Open Kreyren opened 3 months ago
Hey @flokli, can you please elaborate on the state of tvix? Thanks! <3
Hey @Kreyren, you're welcome to follow the state of Tvix on the various blog posts, changes in the repository, and other public information - I assume you understand I cannot provide individual status updates in various issues elsewhere. Thanks!
@flokli will read through them, thanks for info!
@TanvirOnGH Anything relevant on the state of tvix and it's functional implemention is welcomed. If it's just drop in replacement to the current Nix daemon with worst case few unimportant features missing then it's actionable.
Note that the backend has higher priority rn as i am working on a solution to replace the amazon-hosted cache by nix and instead use decentralized distribution via bittorrent or alike so that when user requests cache it would be fetched via basically a mesh network that distributes the files bit by bit.
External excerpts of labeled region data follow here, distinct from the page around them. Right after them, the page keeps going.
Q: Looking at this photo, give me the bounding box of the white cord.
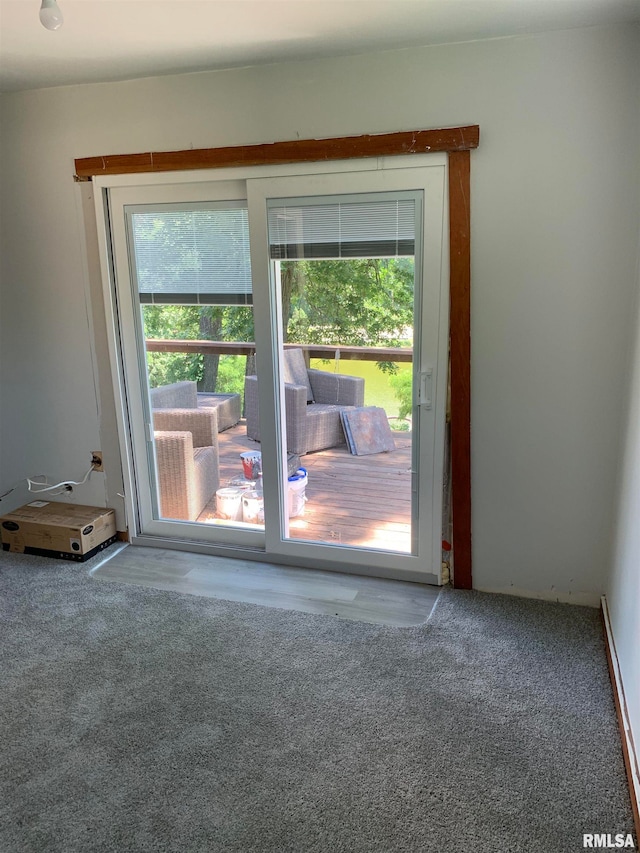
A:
[27,465,93,494]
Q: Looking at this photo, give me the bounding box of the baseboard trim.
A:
[601,595,640,840]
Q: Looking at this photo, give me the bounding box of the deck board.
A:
[198,420,411,553]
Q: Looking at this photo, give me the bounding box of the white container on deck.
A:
[288,468,309,518]
[216,487,244,521]
[242,492,264,524]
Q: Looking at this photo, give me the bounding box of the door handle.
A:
[418,367,433,409]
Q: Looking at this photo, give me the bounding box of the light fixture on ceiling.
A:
[40,0,64,30]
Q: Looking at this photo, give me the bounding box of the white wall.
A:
[607,246,640,784]
[0,27,640,604]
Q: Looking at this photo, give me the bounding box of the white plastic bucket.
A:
[289,468,309,518]
[216,488,244,521]
[242,492,264,524]
[240,450,262,480]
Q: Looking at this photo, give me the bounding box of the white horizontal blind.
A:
[268,198,415,260]
[127,202,252,305]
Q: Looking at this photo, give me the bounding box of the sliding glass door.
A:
[102,157,447,582]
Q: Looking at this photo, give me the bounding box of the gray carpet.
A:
[0,554,632,853]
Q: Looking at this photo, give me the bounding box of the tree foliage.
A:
[143,258,414,393]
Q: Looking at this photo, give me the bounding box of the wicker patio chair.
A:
[244,348,364,456]
[149,381,241,432]
[153,408,220,521]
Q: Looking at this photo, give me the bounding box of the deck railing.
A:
[146,338,413,362]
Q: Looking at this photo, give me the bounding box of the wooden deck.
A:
[198,420,411,553]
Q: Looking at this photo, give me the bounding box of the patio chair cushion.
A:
[149,380,242,432]
[283,349,313,403]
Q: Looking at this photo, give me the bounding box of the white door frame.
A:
[94,154,449,583]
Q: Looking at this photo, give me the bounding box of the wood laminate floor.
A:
[93,545,440,628]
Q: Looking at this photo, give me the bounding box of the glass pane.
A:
[128,203,264,529]
[270,197,416,554]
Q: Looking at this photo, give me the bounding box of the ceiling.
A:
[0,0,640,92]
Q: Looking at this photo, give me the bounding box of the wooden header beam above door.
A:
[75,125,480,180]
[75,125,480,589]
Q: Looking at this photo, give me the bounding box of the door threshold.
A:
[92,545,440,628]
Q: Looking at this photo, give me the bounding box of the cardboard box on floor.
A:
[0,501,116,562]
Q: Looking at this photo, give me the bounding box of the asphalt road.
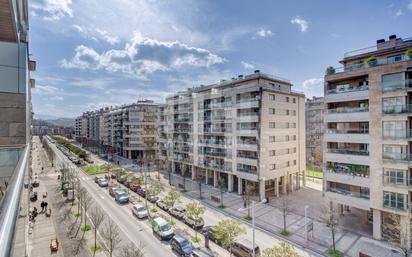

relevant: https://github.com/NixOS/nix/issues/859
ideally bittorrent over i2p or some solution alike for security and privacy?
This issue is work in progres..
This issue ignores the https://github.com/Kreyren/kreyren/issues/111 -relevant content as that is still on-going and currently can't be used for an objective review.
The idea behind this meta-issue is to permanently address the unfixable issues in both GNU Guix and NixOS by implementing a nix-based distribution that addresses the observed issues:
GNU Guix GNU/Linux:
Organization-wise the project is very mismanaged resulting very buggy and unreliable Operating System that in production requires more babysitting than feasable.
The lisp implementation used is GNU Guile which as observed is very over-complicated and limited on functionality in comparison to NixOS.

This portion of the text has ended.